Kerry Kohansky Roberts (born 1975) is an American film producer best known for her work on the 2008 film Nick and Norah's Infinite Playlist.

==Career==
Born in Long Island, New York, Kohansky attended New York University's (NYU) Tisch School of the Arts in the late 1990s. She began to work for Chris and Paul Weitz in 2001 as their assistant on American Pie 2. Working for their production company, Depth of Field, she rose to a co-producer on the 2004 film In Good Company and was promoted by the Weitz brothers to a vice president of the company before the film's release. Paul Weitz, In Good Companys writer, director and producer, said that "Kerry was invaluable in the development and production of my [...] script. I was under the impression she was already a VP." His brother Chris claimed that "Kerry has proven her judgment, taste and commitment, and we're glad she'll be taking a bigger role in the company." She went on the executive produce the Weitzes' 2006 film American Dreamz, satirizing American politics and popular culture, and starring Hugh Grant and Dennis Quaid. After reading Rachel Cohn and David Levithan's novel Nick and Norah's Infinite Playlist, she hired Lorene Scafaria and Peter Sollett—with whom she had attended NYU's film school, but had never met—to write and direct the book's film adaptation, respectively. She was six months pregnant when the project was greenlit and, though she was not present for principal photography, she returned two weeks after giving birth to oversee reshoots and post-production. She was named one of Variety magazine's "10 Producers to Watch" of 2008 after its release.

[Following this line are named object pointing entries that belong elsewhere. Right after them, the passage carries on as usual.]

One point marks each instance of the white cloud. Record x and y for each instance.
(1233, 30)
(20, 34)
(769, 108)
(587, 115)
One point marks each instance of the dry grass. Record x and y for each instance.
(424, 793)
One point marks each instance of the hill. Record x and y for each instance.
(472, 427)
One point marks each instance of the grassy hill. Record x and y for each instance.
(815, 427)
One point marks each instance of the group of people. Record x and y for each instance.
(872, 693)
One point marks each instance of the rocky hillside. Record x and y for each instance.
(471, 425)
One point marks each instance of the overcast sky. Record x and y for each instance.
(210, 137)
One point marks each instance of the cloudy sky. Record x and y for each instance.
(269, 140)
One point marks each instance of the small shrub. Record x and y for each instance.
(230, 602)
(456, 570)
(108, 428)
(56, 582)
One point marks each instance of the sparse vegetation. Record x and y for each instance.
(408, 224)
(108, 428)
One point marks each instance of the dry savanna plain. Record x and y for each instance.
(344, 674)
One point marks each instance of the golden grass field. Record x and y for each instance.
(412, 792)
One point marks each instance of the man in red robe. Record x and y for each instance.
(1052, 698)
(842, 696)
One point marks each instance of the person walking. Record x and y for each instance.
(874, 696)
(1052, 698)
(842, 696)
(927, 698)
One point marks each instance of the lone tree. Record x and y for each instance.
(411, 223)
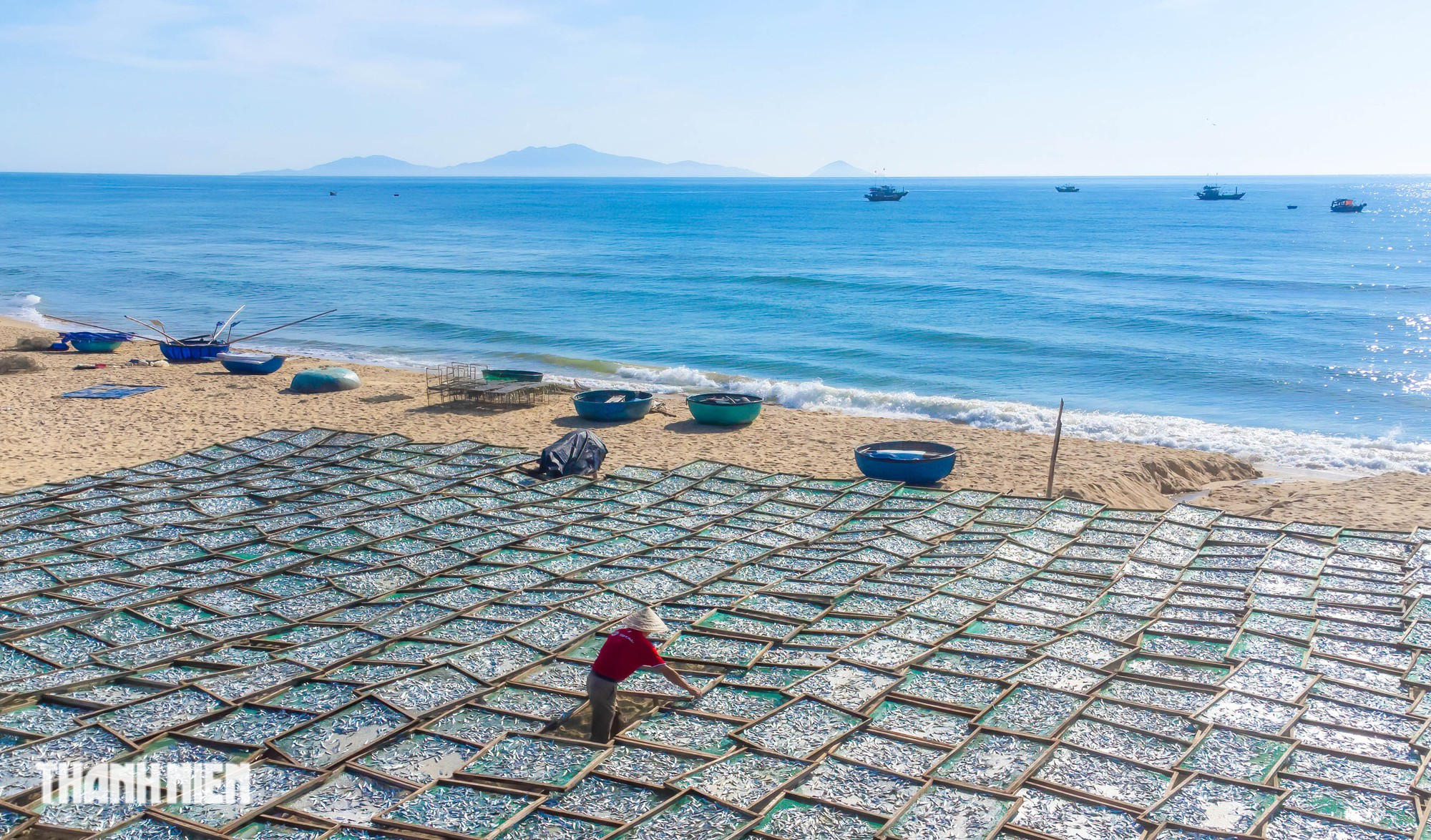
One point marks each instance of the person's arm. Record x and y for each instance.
(676, 679)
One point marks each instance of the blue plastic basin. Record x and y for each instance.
(613, 406)
(725, 410)
(908, 461)
(95, 346)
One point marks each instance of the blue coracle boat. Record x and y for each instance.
(251, 364)
(613, 406)
(908, 461)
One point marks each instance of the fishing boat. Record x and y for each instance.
(207, 348)
(1214, 194)
(251, 364)
(885, 194)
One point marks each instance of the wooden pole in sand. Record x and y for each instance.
(1054, 460)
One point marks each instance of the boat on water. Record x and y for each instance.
(885, 194)
(1214, 194)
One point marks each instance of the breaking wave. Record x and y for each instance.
(1269, 446)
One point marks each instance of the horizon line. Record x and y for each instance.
(300, 174)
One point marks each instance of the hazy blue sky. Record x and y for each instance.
(909, 87)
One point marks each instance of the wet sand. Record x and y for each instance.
(45, 439)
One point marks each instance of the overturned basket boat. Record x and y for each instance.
(251, 364)
(725, 410)
(613, 406)
(908, 461)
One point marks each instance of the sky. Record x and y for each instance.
(944, 88)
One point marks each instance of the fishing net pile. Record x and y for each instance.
(396, 636)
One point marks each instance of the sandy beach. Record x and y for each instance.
(45, 439)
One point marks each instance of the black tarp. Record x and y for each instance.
(579, 453)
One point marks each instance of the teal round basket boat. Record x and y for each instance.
(725, 410)
(326, 381)
(510, 376)
(95, 343)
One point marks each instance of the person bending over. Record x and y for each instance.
(623, 653)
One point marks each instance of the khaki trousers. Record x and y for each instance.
(605, 719)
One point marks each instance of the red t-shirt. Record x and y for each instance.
(623, 653)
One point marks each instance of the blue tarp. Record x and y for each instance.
(109, 391)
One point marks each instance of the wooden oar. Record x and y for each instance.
(218, 333)
(97, 327)
(283, 326)
(161, 333)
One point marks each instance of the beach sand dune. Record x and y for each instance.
(45, 439)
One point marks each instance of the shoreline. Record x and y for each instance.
(49, 440)
(1271, 450)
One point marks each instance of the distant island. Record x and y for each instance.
(570, 161)
(841, 170)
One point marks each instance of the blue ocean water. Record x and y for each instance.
(1299, 337)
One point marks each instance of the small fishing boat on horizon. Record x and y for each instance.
(1214, 194)
(885, 194)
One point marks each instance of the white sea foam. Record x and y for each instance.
(1277, 447)
(22, 307)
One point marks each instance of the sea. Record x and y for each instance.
(1297, 338)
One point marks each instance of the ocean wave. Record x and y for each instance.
(1266, 446)
(22, 307)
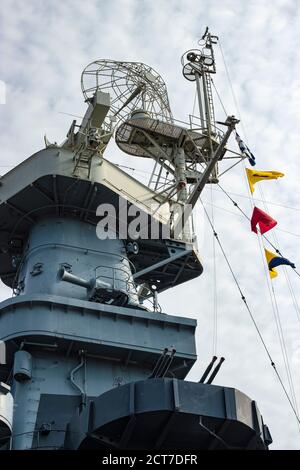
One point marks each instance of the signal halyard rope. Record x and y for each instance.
(251, 315)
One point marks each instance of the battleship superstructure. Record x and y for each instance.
(91, 362)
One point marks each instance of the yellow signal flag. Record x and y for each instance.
(270, 256)
(254, 176)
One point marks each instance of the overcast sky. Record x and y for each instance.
(44, 47)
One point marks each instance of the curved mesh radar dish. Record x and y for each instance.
(131, 85)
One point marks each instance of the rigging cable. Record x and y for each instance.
(215, 295)
(270, 288)
(251, 315)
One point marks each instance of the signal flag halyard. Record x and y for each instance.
(264, 221)
(255, 176)
(245, 150)
(274, 260)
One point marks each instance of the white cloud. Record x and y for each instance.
(45, 46)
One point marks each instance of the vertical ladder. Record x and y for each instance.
(211, 108)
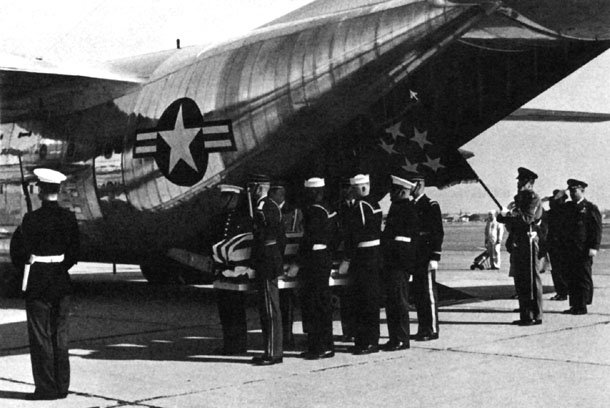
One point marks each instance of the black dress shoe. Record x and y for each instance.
(370, 349)
(264, 361)
(395, 346)
(427, 337)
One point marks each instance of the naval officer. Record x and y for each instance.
(267, 259)
(51, 242)
(429, 236)
(363, 259)
(522, 222)
(584, 234)
(398, 240)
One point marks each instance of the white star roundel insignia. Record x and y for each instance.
(181, 141)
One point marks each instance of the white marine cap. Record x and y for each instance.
(229, 188)
(360, 179)
(49, 176)
(402, 182)
(314, 182)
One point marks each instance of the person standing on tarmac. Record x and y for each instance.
(584, 226)
(522, 222)
(267, 259)
(51, 242)
(428, 246)
(397, 241)
(233, 221)
(315, 260)
(363, 259)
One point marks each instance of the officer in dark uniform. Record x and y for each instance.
(315, 261)
(344, 207)
(362, 246)
(397, 240)
(556, 243)
(522, 221)
(51, 241)
(428, 246)
(267, 253)
(232, 222)
(584, 226)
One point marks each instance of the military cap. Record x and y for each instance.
(526, 174)
(577, 183)
(402, 182)
(229, 188)
(314, 182)
(259, 179)
(360, 179)
(49, 176)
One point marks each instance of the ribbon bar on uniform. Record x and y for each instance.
(368, 244)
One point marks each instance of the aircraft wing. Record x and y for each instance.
(26, 83)
(546, 115)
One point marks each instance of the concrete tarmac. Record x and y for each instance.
(134, 345)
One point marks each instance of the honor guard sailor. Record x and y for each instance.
(226, 227)
(363, 258)
(267, 259)
(51, 241)
(584, 227)
(315, 263)
(522, 222)
(398, 240)
(429, 236)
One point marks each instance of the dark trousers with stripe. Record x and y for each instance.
(232, 313)
(48, 334)
(316, 301)
(397, 304)
(426, 299)
(366, 295)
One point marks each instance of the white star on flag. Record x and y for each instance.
(410, 167)
(179, 140)
(420, 138)
(388, 147)
(394, 130)
(433, 164)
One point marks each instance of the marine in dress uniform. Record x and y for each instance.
(398, 240)
(584, 231)
(315, 260)
(556, 242)
(522, 221)
(51, 241)
(233, 221)
(428, 245)
(267, 259)
(362, 246)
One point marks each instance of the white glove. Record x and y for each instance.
(344, 267)
(292, 270)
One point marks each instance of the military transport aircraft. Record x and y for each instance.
(333, 88)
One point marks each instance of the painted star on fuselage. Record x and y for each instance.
(179, 140)
(420, 138)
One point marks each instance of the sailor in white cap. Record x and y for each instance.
(362, 250)
(316, 261)
(50, 238)
(225, 230)
(398, 240)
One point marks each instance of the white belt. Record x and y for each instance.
(39, 259)
(368, 244)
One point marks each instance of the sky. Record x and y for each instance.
(62, 30)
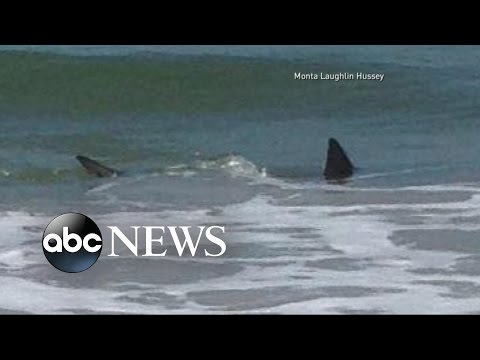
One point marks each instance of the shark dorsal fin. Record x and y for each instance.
(338, 165)
(95, 168)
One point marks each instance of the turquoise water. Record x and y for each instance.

Kohansky executive produced Paul Weitz's 2009 film Cirque du Freak and his following film, Being Flynn, saying that her goal is "to continue to find and harbor projects I believe in and make them happen".

==Personal life==
Kohansky is married to Cliff Roberts, a talent agent at Hollywood's William Morris Agency. She gave birth to their first child, Clifford Wiley Roberts IV, on November 16, 2007 in Santa Monica, California.

She was inspired "to understand how movies are made" by her first viewing of 1984 film Amadeus when she was nine or ten years old.